The doll, already creepy as hell by itself, was unforgettable and mildly traumatic, but it also came to mean the secret, repressed, side of May that when let loose would wreak havoc on everyone around. Just like clowns, glass dolls (especially those with big heads, porcelain white skin, and large eyes that look like they’re boring into your soul) will never be same again. I find that last thing about creepy old dolls to be the main reason why people find dolls especially disconcerting. Like the cliche mystery movie portrait with eyes that seem to follow you, you get the feeling that the doll is staring at you. Undeniably, there is power in looking, in the gaze, and normally, you, the person, the viewer, have the power, or should have, after all you’re looking at an inanimate object. While trying to examine something and apply the power of the gaze, you feel its nerve-wracking power on yourself. But with the way Suzie is made, it’s as if she looks back impassively, unflinching and defiant. She is able to gaze back, challenging you to keep looking. It is a battle you will never win, because the doll (it is just a doll after all) will never feel uncomfortable or waver. When it stares back, it is just you, the viewer, projecting the feeling of being examined to the doll.

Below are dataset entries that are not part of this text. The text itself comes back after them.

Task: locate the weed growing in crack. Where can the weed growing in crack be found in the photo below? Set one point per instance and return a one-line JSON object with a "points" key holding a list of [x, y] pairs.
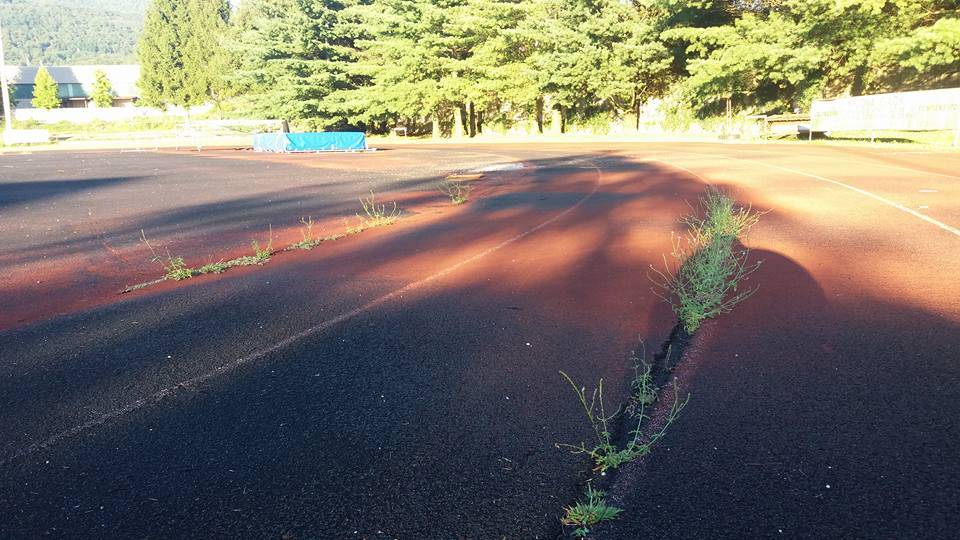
{"points": [[605, 454], [374, 214], [309, 240], [456, 190], [174, 268], [263, 255], [589, 511], [705, 274], [214, 268]]}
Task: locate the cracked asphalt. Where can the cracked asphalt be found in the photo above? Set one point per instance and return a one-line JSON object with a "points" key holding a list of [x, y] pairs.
{"points": [[403, 382]]}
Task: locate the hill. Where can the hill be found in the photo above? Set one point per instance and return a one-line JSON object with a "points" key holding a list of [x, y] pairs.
{"points": [[57, 32]]}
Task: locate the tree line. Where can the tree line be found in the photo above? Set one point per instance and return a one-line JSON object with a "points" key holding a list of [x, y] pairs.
{"points": [[58, 32], [462, 66]]}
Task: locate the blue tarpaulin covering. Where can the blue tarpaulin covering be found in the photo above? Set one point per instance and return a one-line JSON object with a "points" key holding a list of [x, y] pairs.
{"points": [[309, 142]]}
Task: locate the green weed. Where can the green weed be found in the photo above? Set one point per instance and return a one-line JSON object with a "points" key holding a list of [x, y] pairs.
{"points": [[214, 268], [262, 255], [605, 454], [705, 274], [457, 190], [588, 512], [375, 214], [174, 268]]}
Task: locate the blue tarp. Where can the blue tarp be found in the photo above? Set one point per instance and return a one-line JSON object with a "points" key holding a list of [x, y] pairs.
{"points": [[309, 142]]}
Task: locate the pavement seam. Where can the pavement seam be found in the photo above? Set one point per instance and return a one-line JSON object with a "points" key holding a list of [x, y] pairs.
{"points": [[177, 388]]}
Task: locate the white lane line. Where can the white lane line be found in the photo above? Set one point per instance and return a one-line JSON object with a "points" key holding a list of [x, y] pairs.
{"points": [[257, 355], [937, 223]]}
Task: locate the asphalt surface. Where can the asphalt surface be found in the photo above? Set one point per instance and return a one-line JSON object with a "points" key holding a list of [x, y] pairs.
{"points": [[402, 383]]}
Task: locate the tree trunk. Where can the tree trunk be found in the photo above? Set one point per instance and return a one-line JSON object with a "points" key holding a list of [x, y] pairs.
{"points": [[472, 122], [557, 120], [538, 114], [457, 122]]}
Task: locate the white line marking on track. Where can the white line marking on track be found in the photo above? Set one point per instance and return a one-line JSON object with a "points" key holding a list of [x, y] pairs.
{"points": [[948, 228], [176, 389]]}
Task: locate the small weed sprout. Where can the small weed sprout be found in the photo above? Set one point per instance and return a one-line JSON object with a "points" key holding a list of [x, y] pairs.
{"points": [[604, 453], [704, 276], [588, 512], [458, 191], [309, 240], [174, 268], [263, 255], [375, 214], [214, 268]]}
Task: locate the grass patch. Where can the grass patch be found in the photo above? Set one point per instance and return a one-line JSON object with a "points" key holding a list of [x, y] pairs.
{"points": [[604, 452], [374, 214], [706, 270], [174, 268], [456, 190], [214, 268], [589, 511]]}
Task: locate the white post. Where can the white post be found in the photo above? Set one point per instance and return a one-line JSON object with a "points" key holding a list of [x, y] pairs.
{"points": [[7, 116]]}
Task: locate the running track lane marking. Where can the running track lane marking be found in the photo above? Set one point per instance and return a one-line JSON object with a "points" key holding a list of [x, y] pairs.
{"points": [[950, 229], [176, 389]]}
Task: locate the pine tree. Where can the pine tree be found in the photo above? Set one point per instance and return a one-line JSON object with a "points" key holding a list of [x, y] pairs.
{"points": [[415, 55], [102, 94], [180, 52], [291, 57], [46, 95]]}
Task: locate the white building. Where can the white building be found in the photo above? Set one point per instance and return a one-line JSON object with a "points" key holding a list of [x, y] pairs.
{"points": [[75, 84]]}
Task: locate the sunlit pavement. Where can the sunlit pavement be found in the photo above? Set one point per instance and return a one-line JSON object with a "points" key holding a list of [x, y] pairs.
{"points": [[403, 382]]}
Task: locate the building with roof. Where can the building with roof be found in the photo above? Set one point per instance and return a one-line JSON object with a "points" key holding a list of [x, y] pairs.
{"points": [[75, 84]]}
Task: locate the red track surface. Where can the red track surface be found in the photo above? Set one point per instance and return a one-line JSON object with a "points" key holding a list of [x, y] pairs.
{"points": [[841, 370]]}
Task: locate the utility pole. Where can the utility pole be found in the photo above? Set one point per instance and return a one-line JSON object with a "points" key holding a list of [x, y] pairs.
{"points": [[7, 116]]}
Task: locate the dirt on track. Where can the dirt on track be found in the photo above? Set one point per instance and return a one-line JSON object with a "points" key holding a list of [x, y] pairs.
{"points": [[434, 413]]}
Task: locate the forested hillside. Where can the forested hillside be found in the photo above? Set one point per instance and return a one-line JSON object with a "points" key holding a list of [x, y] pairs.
{"points": [[503, 62], [71, 31]]}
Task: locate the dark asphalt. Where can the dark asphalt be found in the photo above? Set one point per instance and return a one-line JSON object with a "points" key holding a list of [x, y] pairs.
{"points": [[189, 411]]}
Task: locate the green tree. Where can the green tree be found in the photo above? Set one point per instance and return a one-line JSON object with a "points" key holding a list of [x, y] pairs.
{"points": [[291, 56], [930, 55], [46, 94], [102, 90], [414, 56], [181, 53]]}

Finally, I have a hard time figuring why, compared to other bloody slasher movies, the violence portrayed in May was especially disturbing. I personally don’t mind excessive violence in film, but I had to cringe with the class when May sliced Poly’s throat. Maybe because they are perpetuated by an eerie, doll-like girl? Maybe because, as a viewer, I already sympathized with her as the lonely protagonist. Or maybe it was because May coldly killed all those people not in anger, or out of revenge, but because she simply wanted a perfect friend? Obvious at the end, May is demented, but I kept thinking to myself, how could someone kill people out of a desire for friends?